Я вывалил её дурацкий чемодан с нестиранным бельём на платформу и, всхлипывая, развернулся на привокзальной площади небольшого городка в двадцати километрах от Везуля. И поехал по направлению к югу Франции. Я остановился в местечке под названием Баньоль-сюр-Мер, где есть морская станция с огромным аквариумом. Там со мной произошёл странный случай. Смеркалось. Я засмотрелся на осьминога, а он — прижавшись мягкой головой к стеклу — засмотрелся на меня. Эта расплющенная плоть была бледной и зернистой. Глаза что-то холодно говорили мне. Но ещё больше говорила мягкая голова в крапинку. В броуновском движении крапинок чувствовался космический холод; мне показалось, будто я умираю. За стеклом пульсировали и подрагивали щупальца; пузырьки воздуха устремлялись вверх, и я подумал: «Это уже конец».
Вот и все о моей угрозе покончить с собой.
ГЛАВА 3
А теперь — несколько слов о причине моего бегства в Африку.
Я вернулся с войны с намерением заделаться свиноводом. Возможно, в этом выразилось моё отношение к жизни в целом.
Монте-Кассино вообще не следовало бомбить; кое-кто относит эту варварскую акцию на счёт непроходимой тупости генералов. Но после сей кровавой бойни, где полегло множество техасцев и где была разгромлена моя собственная часть, из первоначального состава остались только Ники Гольдштейн и я, что странно, так как по сравнению с остальными мы были гулливерами, то есть идеальными мишенями. Позднее я и сам получил ранение — подорвался на противопехотной мине. Но однажды, еше до этого, мы с Гольдштейном грелись на солнышке под оливами (их кружевные кроны отлично пропускают солнечные лучи), и я спросил, что он собирается делать после войны. Он ответил:
— Мы с братом, если вернёмся домой целыми и невредимыми, хотим разводить норок в Катскилле.
В ответ я возьми да и брякни — или это сделал вселившийся в меня дьявол?
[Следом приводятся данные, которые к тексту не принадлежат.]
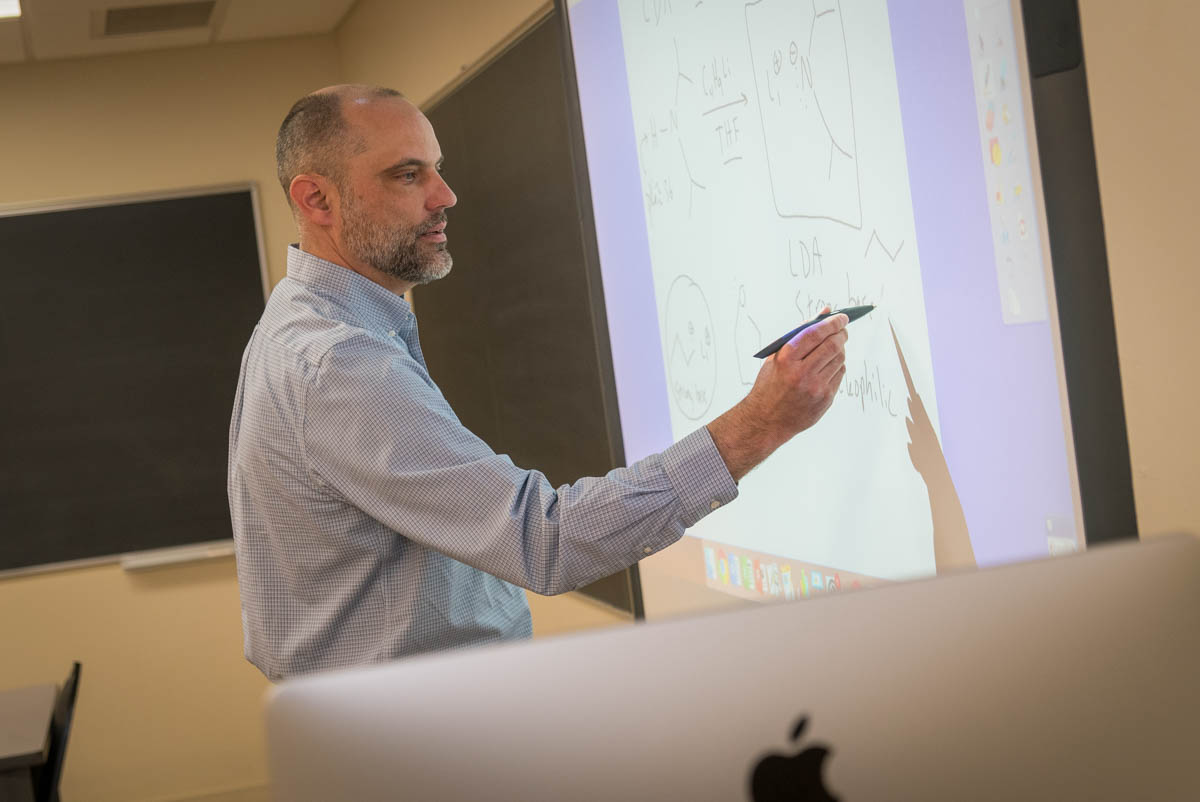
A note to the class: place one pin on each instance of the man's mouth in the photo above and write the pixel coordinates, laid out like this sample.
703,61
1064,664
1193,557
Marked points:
436,233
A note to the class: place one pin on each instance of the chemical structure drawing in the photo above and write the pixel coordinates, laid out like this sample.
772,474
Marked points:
805,101
747,340
691,348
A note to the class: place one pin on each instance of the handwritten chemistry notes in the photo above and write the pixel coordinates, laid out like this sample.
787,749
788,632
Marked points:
774,183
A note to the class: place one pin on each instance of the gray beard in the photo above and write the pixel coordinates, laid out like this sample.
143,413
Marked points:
396,252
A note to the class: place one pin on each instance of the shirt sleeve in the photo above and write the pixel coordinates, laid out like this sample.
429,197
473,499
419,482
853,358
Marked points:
379,435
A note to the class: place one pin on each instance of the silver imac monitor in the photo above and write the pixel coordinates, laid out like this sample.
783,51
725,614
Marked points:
1068,678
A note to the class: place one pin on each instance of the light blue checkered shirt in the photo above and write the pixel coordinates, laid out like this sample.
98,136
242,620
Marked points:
370,524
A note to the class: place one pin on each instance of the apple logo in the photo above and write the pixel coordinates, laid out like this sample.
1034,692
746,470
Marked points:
791,778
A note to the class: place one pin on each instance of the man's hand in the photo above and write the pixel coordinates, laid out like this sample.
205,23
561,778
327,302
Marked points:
793,389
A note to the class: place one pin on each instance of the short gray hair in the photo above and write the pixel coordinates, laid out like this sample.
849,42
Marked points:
315,136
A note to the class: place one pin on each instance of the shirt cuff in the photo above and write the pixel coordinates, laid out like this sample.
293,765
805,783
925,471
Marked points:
699,476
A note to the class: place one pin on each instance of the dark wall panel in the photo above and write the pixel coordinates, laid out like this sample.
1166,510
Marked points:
509,334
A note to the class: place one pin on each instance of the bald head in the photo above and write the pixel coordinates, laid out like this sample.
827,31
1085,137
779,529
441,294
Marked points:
316,136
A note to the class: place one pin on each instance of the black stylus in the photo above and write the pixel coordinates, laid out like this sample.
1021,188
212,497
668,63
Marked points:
852,312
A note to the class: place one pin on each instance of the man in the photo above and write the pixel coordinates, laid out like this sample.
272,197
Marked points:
369,522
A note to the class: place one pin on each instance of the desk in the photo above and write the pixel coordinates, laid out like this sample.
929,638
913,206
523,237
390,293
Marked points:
24,738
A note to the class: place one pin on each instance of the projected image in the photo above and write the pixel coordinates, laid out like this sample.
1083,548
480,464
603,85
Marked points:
773,175
754,161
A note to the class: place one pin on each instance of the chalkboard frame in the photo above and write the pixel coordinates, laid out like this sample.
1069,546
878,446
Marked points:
137,560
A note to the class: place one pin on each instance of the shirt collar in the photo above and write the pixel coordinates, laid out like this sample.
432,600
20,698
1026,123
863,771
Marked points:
365,301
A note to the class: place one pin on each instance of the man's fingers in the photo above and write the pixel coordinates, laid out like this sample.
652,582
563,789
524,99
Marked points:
803,343
827,349
837,363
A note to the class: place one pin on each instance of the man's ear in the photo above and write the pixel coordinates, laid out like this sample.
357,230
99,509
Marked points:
315,197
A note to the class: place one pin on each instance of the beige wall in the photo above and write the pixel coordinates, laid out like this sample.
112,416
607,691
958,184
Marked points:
1144,84
168,710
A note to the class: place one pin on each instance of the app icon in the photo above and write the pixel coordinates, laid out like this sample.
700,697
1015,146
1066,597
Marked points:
774,585
786,576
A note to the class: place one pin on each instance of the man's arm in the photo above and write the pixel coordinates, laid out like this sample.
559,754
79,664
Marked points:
793,389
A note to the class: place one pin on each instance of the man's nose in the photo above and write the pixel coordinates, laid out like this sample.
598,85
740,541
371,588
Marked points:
443,197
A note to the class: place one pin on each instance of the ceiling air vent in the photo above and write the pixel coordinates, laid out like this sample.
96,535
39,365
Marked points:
155,19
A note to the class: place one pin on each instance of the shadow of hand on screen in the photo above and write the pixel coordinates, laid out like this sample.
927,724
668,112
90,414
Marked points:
952,542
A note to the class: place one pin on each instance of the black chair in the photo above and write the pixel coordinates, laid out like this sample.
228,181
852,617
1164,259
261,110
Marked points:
46,784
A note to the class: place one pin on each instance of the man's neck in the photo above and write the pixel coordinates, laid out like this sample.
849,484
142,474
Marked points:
325,249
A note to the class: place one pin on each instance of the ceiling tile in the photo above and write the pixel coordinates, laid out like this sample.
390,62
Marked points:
268,18
63,29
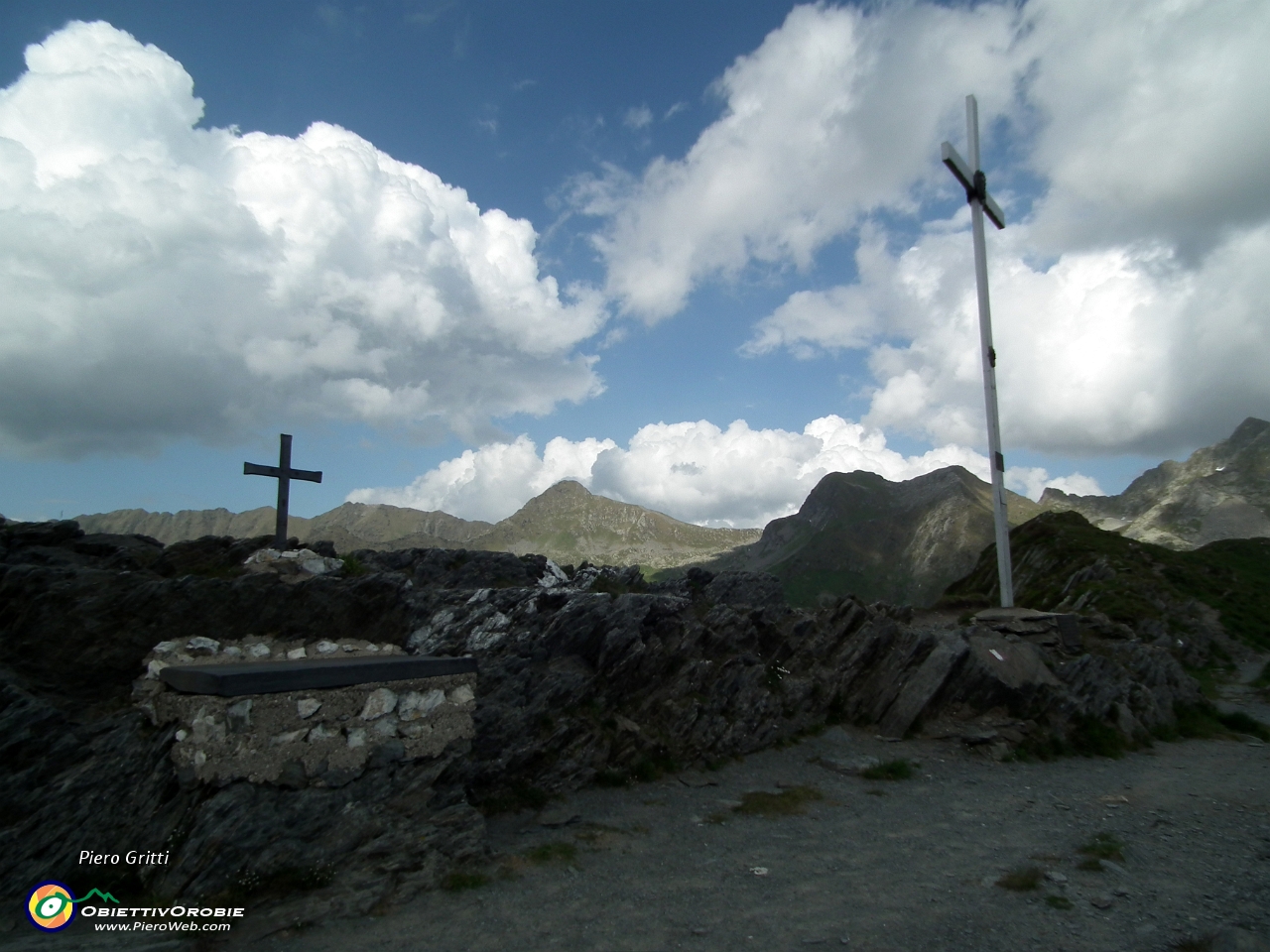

— А я буду разводить свиней.
Не успела эта гадость слететь у меня с губ, как я осознал: не будь Гольдштейн евреем, я, скорее всего, сказал бы «разводить скот», а не «свиней». Но отступать было уже поздно. Так что, насколько мне известно, теперь Гольштейн с братом содержат ферму по разведению норок, а я… нечто иное. Я взял роскошные старинные постройки: конюшни с обшитыми панелями стойлами (в прежние времена за лошадьми богачей уход был, как за оперными примадоннами) и все ещё крепкий амбар с бельведером (шедевр архитектуры) — и населил свиньями, создал королевство свиней, разбросав свинарники по газонам и между цветочными клумбами. Когда дело дошло до оранжереи, я позволил свиньям хорошенько порыться в земле и полакомиться луковицами ценнейших сортов. Статуи из Флоренции и Зальцбурга они перевернули с ног на голову. Всюду воняло компостом, помоями, свиньями и их экскрементами. Раздражённые соседи натравили на меня санитарного инспектора, доктора Буллока.
Что до моей жены Фрэнсис, то она ограничилась лаконичным требованием:
— Держи их подальше от подъездной аллеи.
— Попробуй только их тронуть, — пригрозил я. — Эти животные — часть меня самого.
Доктору Буллоку я сказал:
— Проклятые штафирки, натравили вас на меня! Они что, совсем не едят свинины?
Если ваш путь когда-нибудь лежал из Нью-Джерси в Нью-Йорк, не обратили ли вы внимания на островерхие домики и аккуратные огороженные площадки — точь в точь как образцовые немецкие деревеньки?